The author rejects the premise that Indians had no concept of property ownership. The woodland tribes owned land communally, the individuals owned objects. (p. 202). Tribes were semi-sedentary, not nomadic. (pp. 107-108).

Axtell portrays Indian attacks on European settlements as responses to earlier injustices and provocations. In doing so, he seems to ignore the warring tendencies, between certain Indian tribes, that had long preceded Columbus.

Trade between Indians and European settlers was paramount.

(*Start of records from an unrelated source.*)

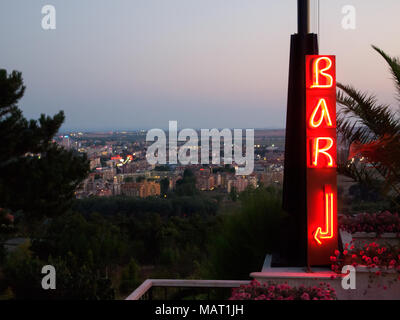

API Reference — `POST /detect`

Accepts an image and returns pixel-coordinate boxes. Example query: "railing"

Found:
[125,279,250,300]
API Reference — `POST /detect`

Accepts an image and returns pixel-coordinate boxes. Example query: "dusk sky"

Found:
[0,0,400,130]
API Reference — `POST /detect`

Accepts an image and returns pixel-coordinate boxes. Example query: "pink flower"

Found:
[301,292,310,300]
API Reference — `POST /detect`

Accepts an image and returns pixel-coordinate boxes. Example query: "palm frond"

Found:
[337,83,400,143]
[372,46,400,101]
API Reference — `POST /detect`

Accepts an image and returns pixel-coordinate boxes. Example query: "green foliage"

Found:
[175,169,198,196]
[337,47,400,210]
[0,70,89,219]
[200,188,286,280]
[32,213,129,270]
[160,178,169,195]
[119,259,140,293]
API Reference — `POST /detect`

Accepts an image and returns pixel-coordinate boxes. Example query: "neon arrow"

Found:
[314,188,333,245]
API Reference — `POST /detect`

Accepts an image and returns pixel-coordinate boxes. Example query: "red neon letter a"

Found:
[310,99,333,128]
[311,57,333,88]
[312,138,334,168]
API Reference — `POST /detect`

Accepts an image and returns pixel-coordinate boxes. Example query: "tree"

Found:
[119,259,140,293]
[160,178,169,195]
[200,188,288,280]
[338,46,400,210]
[0,70,89,219]
[175,169,197,196]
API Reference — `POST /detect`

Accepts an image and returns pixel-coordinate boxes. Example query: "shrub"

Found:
[201,188,286,280]
[229,281,336,300]
[339,211,400,235]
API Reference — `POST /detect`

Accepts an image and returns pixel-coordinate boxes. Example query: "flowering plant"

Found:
[229,281,337,300]
[339,211,400,236]
[331,242,400,280]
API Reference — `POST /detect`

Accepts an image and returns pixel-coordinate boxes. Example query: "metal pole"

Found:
[297,0,310,35]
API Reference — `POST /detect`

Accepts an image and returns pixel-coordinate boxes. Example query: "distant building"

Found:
[121,181,161,198]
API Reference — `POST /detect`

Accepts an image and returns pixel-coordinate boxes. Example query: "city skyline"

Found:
[0,0,400,131]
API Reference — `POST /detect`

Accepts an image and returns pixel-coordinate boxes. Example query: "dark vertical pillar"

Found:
[283,0,318,266]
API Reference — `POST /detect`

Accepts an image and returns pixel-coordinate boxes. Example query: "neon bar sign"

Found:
[306,55,338,266]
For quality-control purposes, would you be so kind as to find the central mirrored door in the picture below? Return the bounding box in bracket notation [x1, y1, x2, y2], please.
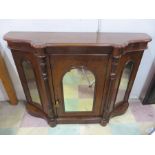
[50, 55, 109, 116]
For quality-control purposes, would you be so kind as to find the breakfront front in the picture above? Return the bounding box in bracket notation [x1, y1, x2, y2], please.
[4, 32, 151, 127]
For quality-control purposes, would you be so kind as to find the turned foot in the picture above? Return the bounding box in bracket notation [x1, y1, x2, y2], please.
[100, 119, 108, 126]
[48, 120, 57, 127]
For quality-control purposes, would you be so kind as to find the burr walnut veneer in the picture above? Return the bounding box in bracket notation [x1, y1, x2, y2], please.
[4, 32, 151, 127]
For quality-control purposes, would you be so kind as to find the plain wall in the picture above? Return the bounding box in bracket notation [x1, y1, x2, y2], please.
[0, 20, 155, 101]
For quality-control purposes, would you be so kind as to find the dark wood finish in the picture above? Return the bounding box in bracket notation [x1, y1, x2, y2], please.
[4, 32, 151, 127]
[0, 53, 18, 105]
[142, 73, 155, 105]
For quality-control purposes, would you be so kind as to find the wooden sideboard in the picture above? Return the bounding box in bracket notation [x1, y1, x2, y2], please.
[4, 32, 151, 127]
[0, 52, 18, 105]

While the trade items sometimes included alcohol and worthless trinkets, they mainly featured valuable materials. In fact, the economies of Indian tribes generally increased, above that of their pre-Columbian counterparts, because of trading practices with European settlers. (pp. 129-on).

The author rejects the premise that Indians accepted European ways only because the latter forced it on them, or because the poverty caused by their disrupted ways forced them to do so. In many instances, Native Americans deliberately relocated in order to benefit more from trade, etc., with whites. (p. 108). Others accepted European ways because they saw them superior in some way. (pp. 116-118). In New England, some Indians voluntarily adopted essentially European ways, in terms of religion, agriculture, dress, furniture, and even housing. (p. 146).